Revenue was negative $33.7 million in the period, down from year-earlier positive revenue of $3.19 billion, Royal Caribbean said Thursday. The Miami-based company swung to an adjusted net loss of $1.2 billion from a profit of $896.8 million last year.
RELATED ARTICLE: Cruise Line Stocks Crash Further As Europe Clamps Down
While the category of passenger-ticket revenue was positive last quarter, at $3.2 million, “onboard and other revenues” were negative $36.9 million. “This quarter we identified immaterial credits and refunds on bookings that were previously incorrectly recognized as cancellation revenue and reversed those revenues,” said Rob Zeiger, a Royal Caribbean spokesman.

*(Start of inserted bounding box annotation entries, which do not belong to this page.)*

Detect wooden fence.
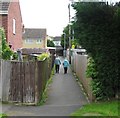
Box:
[71,51,95,101]
[0,56,53,104]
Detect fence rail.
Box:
[0,58,53,104]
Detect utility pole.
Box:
[63,33,66,57]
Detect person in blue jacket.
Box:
[55,55,61,73]
[63,58,69,74]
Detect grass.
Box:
[71,101,120,116]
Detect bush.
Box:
[73,2,120,99]
[0,28,13,60]
[37,53,49,61]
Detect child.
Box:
[63,58,69,74]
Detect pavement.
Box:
[0,57,88,116]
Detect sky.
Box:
[19,0,120,36]
[19,0,74,36]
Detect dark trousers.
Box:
[64,67,67,74]
[55,65,60,73]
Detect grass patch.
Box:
[71,101,120,116]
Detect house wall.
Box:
[22,39,46,48]
[8,2,23,50]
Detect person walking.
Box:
[63,58,69,74]
[55,55,61,73]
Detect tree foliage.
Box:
[0,28,13,60]
[73,2,120,99]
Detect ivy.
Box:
[73,2,120,100]
[0,28,13,60]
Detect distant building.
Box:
[0,0,23,51]
[22,28,47,48]
[53,36,61,47]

Royal Caribbean joins a small, unhappy club of S&P 500 companies reporting negative quarterly revenue. Cincinnati Financial Corp. this year reported first-quarter revenue of negative $99 million, slammed by investment losses.
In all, only 18 S&P 500 companies in the past quarter-century have reported negative revenue, including four in the quarter ended March 2008.
Like the rest of the cruise industry, Royal Caribbean is eagerly looking forward to the resumption of even a partial cruise schedule — though the current Covid-19 resurgence threatens that. Carnival Corp.’s Aida Cruises brand just canceled its planned October and November sailings from Germany after new lockdown restrictions in that country.